Para o investidor institucional, o perfil é de longo prazo mas o risco do crédito está pregado na taxa de um dia, que é o CDI, então ele corre o risco de liquidez, ele está preso no overnight, diz o gestor. “Entre 2024 e 2025, houve uma desalocação desse investidor nos ativos high grade e menor apetite em geral devido aos prêmios baixos demais para garantir a liquidez até o vencimento”, explica.

Alguns deles decidiram trocar o high grade pelo high yield, alocar em coisas mais arriscadas, e outros foram para opções de maior risco em NTN-B ou para a alocação internacional. “Não vi ninguém manter posição relevante em crédito high grade”, diz.

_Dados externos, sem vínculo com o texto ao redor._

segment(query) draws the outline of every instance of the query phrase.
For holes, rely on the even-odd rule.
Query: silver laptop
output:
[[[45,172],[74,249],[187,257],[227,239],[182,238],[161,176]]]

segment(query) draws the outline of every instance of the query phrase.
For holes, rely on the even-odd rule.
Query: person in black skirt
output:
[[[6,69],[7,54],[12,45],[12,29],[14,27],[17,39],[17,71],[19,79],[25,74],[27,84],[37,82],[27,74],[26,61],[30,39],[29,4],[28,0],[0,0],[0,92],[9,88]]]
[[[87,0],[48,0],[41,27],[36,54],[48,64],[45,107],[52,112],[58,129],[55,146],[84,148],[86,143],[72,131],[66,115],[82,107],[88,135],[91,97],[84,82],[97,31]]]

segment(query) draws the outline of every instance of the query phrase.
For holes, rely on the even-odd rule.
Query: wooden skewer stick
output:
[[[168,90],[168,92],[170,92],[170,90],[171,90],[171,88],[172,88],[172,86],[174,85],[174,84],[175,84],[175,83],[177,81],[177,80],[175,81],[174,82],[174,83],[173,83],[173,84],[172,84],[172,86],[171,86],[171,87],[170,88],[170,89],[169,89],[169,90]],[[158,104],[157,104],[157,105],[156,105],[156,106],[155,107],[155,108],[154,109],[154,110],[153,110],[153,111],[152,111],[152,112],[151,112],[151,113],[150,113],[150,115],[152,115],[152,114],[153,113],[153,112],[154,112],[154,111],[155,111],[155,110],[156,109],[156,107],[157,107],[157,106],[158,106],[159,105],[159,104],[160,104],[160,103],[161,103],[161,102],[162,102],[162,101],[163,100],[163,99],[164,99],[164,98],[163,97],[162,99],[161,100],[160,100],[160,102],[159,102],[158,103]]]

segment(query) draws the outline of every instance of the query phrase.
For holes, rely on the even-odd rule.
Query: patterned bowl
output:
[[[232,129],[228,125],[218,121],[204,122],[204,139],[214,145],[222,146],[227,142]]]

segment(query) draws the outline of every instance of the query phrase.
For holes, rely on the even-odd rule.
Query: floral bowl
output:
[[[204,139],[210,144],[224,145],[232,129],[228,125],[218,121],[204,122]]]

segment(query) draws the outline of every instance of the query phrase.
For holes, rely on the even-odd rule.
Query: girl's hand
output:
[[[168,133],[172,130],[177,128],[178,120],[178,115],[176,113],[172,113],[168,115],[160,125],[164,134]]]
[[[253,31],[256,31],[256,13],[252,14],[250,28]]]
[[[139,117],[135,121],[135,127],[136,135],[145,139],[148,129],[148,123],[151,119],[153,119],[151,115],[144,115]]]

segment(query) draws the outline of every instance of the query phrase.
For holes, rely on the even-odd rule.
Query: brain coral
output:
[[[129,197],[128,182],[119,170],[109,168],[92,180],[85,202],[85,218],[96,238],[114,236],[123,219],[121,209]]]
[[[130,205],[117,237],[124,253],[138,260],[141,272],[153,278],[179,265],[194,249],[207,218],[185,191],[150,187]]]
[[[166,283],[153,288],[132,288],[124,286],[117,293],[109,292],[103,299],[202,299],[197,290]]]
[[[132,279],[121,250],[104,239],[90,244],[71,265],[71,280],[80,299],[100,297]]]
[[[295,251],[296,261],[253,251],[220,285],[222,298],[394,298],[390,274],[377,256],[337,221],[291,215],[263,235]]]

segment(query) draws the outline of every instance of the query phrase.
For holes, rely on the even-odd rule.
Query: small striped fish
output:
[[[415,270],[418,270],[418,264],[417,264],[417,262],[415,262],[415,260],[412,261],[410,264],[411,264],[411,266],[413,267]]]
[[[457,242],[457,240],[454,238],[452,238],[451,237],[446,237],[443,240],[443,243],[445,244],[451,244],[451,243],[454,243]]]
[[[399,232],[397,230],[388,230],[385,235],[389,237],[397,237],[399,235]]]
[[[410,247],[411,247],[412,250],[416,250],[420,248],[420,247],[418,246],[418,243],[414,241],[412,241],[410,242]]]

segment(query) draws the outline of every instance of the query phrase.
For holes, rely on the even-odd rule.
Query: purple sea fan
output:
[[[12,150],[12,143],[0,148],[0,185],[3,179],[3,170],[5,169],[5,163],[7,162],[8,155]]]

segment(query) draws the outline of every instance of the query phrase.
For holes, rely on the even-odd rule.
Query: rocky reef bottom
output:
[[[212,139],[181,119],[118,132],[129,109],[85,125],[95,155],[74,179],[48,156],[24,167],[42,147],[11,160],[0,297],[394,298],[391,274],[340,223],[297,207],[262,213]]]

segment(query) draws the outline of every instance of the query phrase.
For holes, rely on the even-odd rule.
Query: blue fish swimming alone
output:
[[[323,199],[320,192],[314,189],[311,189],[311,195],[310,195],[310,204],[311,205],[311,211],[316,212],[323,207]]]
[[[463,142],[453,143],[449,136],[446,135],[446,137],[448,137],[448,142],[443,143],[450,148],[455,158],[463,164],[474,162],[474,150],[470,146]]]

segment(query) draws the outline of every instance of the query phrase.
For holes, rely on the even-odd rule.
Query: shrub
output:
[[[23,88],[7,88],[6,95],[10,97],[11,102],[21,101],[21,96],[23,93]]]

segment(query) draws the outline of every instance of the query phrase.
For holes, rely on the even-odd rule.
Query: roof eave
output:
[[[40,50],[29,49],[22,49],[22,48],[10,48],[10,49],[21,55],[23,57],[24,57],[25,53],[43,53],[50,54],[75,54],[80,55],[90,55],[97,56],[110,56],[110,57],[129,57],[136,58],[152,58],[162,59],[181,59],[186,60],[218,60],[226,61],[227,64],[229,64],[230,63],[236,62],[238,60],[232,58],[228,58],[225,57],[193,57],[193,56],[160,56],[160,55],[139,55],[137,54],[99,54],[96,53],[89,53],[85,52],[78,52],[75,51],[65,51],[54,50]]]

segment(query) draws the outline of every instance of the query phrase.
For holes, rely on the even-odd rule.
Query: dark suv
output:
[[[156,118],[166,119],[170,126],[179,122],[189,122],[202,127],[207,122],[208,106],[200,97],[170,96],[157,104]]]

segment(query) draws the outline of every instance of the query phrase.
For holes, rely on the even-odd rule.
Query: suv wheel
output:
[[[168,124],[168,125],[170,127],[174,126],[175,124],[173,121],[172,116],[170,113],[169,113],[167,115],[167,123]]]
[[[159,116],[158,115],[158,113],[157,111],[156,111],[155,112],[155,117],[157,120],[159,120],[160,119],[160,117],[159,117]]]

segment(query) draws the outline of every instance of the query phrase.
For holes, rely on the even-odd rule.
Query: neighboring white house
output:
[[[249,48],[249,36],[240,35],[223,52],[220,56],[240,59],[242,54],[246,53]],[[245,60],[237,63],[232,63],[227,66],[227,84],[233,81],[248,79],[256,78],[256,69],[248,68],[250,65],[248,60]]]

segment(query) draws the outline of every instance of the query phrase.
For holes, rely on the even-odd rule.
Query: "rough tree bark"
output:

Disciplina da indústria – Já Marcelo Peixoto, gestor de crédito privado da Trígono Capital, diz que o impacto da Ambipar e da Braskem foi acentuado pelo movimento oportunístico dos players no mercado internacional de bonds, uma vez que as duas companhias têm ativos negociados lá fora. “Os investidores ficaram ressabiados porque a deterioração foi rápida e machucou muita gente, então os internacionais venderam muito em outubro, num movimento até exagerado” diz.

A queda atingiu outras empresas brasileiras que emitem bonds e, como os spreads aqui já estavam muito comprimidos, os players locais provocaram uma abertura das taxas, mas nada disruptivo. “Foi decorrência de um movimento oportunístico, técnico, que tem efeito durante um tempo limitado, impacta o mercado por algum tempo e depois acaba”, diz.

Outro fator que amplificou o impacto é que lá fora o gestor pode “shortear” os bonds, ou seja vender a descoberto para recomprar depois, uma operação que não é viável no Brasil”, explica Peixoto. Na asset, ele observa que os fundos ficaram fora desses eventos e escaparam de todos os problemas ocorridos no high grade.

Apesar da turbulência, ele vê um efeito importante para o mercado. “Ficou claro que a indústria aqui é muito disciplinada e fomos imediatamente avaliar os casos, nada parecidos com o que ocorreu em janeiro de 2024. Foi muito bom ver isso na indústria”, diz.

Para o gestor, a profundidade do mercado de crédito brasileiro afasta o risco de uma migração massiva de recursos por conta da queda da Selic e da concorrência de ativos de maior risco, como a bolsa e os fundos multimercados. “Não acredito que haja uma fuga do crédito. O juro vai seguir elevado ainda por algum tempo, mesmo com o início da redução da Selic, e os fundos de crédito vão continuar a entregar desempenho nominal atraente em CDI mais. Daqui para a frente vamos ter maior moderação no fluxo de recursos e nas emissões, que devem ter um bom patamar”, diz.